What does this mean? Simply put, human beings did not evolve to understand how large numbers and probabilities affect our lives, a limitation closely tied to our intuitive notion of cause and effect. We’re hardwired to believe that events that occur close together are related and often causal, something that probably helped us survive before we developed tools, fire, electricity, and modern technology. This phenomenon is what drives people to believe that dancing creates rain (ex: Tom was dancing and it rained, therefore dancing creates rain), that walking under a ladder is bad luck (ex: look at Bob - he did that and he got hit by a car afterwards), and that knocking on wood does, well, anything (knock on wood). There are 31,536,000 seconds in a year, seconds in which thoughts and actions are occurring almost constantly, and almost 7 billion people on the planet - coincidences (good and bad) are going to happen, and they’re going to happen A LOT.

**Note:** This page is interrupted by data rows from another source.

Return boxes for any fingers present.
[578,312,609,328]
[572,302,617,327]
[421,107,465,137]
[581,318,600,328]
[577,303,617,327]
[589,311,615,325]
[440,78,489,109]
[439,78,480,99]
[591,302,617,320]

When I used to play poker full-time, I was always amused by conversations with people who believed that things like phase of the moon or weather affected their luck - not surprisingly, those people were always losing their money. The reality is much simpler: poker is a game of skill and a game of chance. The best hand may not hold up often in a single session or even over due to bad luck (the equivalent of getting those back-to-back speeding tickets) but in the long run you’re going to win money when you’re consistently getting your money in with hands that are better than your opponents’.

So, what’s the point? Well, it’s pretty simple really: just like poker, life is part luck and part skill. In the short term, a series of good things or a series of bad things may very well occur together. So if you experience an unexpected bout of crappy luck in your love, professional, or social life - don’t put too much stock in it. We’re all going to experience that at some point no matter what we do, and it’s easy to draw incorrect and potentially unhealthy conclusions from it. To paraphrase, shit happens. Furthermore, you actually have a good degree of control over how often good or bad things happen in your life - the “skill” of life, if you will. By increasing the things more likely to lead to good outcomes (e.g. eating well, working hard, exercising, getting negative people out of your life) and decreasing the things that are more likely to lead to bad outcomes (e.g. spending more than 2 consecutive nights in Vegas), you’ll significantly improve the odds that you’ll experience more fortune than misfortune in your life. That’s what I’d call karma an amazing consequence of mathematics.